Dresden - In Dresden-Briesnitz ist es am Dienstagmorgen zu einem Verkehrsunfall zwischen einer Straßenbahn und einem Linienbus der Dresdner Verkehrsbetriebe gekommen. Nach Angaben der Feuerwehr Dresden ereignete sich der Unfall am 5. Mai 2026 seit etwa 08:40 Uhr im Bereich Warthaer Straße und Cossebauder Straße.
Aus bislang ungeklärter Ursache kollidierten dort eine Straßenbahn und ein Linienbus der Dresdner Verkehrsbetriebe AG. In der Folge entgleiste die Straßenbahn in einer Kurve und sprang aus dem Gleisbett.
Sowohl im Bus als auch in der Straßenbahn wurden mehrere Fahrgäste durch den Aufprall im Fahrzeug umhergeschleudert und verletzt. Nach einer ersten Lageerkundung durch die eintreffenden Einsatzkräfte und wegen der steigenden Zahl an Verletzten wurde MANV-Alarm ausgelöst. Die Abkürzung steht für Massenanfall von Verletzten.

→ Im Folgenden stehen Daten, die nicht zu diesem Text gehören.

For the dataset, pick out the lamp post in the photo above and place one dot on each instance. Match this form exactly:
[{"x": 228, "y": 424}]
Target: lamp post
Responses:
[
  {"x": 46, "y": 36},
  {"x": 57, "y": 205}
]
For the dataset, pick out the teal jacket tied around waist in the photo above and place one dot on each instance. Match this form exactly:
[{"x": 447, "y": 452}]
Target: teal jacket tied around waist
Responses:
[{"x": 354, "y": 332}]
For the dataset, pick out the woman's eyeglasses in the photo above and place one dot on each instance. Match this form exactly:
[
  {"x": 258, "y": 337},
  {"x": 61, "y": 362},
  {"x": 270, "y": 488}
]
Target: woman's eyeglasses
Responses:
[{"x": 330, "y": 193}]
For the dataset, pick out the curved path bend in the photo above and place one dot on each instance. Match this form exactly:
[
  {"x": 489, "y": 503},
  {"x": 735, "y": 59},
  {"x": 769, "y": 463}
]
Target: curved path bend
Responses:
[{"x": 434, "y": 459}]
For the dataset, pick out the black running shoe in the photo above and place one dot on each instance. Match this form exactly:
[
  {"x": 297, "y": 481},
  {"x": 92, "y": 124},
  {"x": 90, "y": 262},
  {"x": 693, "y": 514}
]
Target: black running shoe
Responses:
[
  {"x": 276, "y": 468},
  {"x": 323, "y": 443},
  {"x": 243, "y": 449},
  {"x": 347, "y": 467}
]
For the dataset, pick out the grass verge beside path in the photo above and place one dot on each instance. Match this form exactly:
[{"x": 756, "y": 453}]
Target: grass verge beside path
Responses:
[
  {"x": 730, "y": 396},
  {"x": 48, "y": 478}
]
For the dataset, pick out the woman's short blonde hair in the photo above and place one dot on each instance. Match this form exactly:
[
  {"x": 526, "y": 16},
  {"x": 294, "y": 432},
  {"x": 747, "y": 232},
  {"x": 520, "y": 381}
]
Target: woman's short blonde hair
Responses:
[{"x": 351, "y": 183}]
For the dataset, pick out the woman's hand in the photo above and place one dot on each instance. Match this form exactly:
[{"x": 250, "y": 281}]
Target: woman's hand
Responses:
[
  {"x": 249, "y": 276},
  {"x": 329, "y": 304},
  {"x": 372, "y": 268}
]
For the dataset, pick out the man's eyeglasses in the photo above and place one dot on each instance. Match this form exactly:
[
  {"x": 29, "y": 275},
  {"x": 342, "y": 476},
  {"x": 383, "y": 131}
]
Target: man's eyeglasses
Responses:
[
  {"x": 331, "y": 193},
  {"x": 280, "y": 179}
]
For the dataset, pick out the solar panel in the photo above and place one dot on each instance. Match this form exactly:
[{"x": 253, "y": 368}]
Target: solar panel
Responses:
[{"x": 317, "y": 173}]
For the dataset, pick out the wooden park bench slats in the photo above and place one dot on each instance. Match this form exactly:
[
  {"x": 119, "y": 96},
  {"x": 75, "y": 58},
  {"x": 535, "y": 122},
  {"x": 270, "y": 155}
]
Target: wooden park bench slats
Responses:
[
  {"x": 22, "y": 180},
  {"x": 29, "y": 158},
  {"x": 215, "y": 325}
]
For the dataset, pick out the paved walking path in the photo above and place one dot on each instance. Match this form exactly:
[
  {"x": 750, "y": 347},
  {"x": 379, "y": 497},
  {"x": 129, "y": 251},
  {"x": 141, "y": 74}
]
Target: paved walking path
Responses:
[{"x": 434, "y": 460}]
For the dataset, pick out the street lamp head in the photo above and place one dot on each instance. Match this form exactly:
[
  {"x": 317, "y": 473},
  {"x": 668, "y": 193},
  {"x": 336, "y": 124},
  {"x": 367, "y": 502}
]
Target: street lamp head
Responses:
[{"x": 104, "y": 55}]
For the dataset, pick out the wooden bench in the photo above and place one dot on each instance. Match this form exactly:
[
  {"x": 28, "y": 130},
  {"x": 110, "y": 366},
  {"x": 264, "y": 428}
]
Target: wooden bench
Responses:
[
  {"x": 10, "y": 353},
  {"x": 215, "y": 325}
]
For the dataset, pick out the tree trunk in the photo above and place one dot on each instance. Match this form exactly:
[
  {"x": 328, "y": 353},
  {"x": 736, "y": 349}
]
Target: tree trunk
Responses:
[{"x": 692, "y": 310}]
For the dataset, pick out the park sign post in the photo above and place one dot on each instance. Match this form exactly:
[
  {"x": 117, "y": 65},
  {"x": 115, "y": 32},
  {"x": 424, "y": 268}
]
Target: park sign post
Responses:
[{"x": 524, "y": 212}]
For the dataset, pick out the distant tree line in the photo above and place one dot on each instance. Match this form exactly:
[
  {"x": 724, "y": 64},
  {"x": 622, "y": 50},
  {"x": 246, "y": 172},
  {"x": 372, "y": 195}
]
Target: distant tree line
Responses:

Dadurch wurden zusätzliche Rettungsmittel und Einsatzkräfte zur Versorgung und zum Transport der Betroffenen alarmiert. Parallel dazu wurden umliegende Krankenhäuser informiert.
Nach Abschluss der Sichtung und Erstversorgung mussten fünf Verletzte zur weiteren Behandlung in Krankenhäuser transportiert werden. Weitere 25 Personen erlitten leichte Verletzungen. Sie konnten vor Ort versorgt werden und die Einsatzstelle anschließend eigenständig verlassen.
Insgesamt waren nach Angaben der Feuerwehr rund 30 Personen betroffen, darunter auch die beiden Fahrzeugführer. Diese werden zusätzlich psychologisch betreut. Die medizinischen Maßnahmen sind mittlerweile abgeschlossen.
Der Einsatz konzentriert sich aktuell auf die technische Hilfeleistung. Fachberater der Dresdner Verkehrsbetriebe sowie Spezialkräfte für Straßenbahnhilfeleistung der Feuer- und Rettungswachen Striesen und Albertstadt sind vor Ort.
Mit hydraulischen Hebegeräten und einer Verschiebebrücke wird die Straßenbahn angehoben und schrittweise wieder in das Gleisbett eingesetzt. Diese Maßnahmen werden voraussichtlich noch mehrere Stunden andauern.
Für die Dauer der Bergungsarbeiten bleiben die Warthaer Straße sowie die Cossebauder Straße voll gesperrt. Verkehrsteilnehmer sollten den Bereich weiträumig umfahren.
Im Einsatz befinden sich rund 90 Einsatzkräfte der Berufsfeuerwehr Dresden, der Stadtteilfeuerwehren Wilschdorf und Weixdorf, mehrerer Rettungswachen sowie alle Führungsdienste.
Laut Polizei beläuft sich der Schaden auf etwa 100.000 Euro.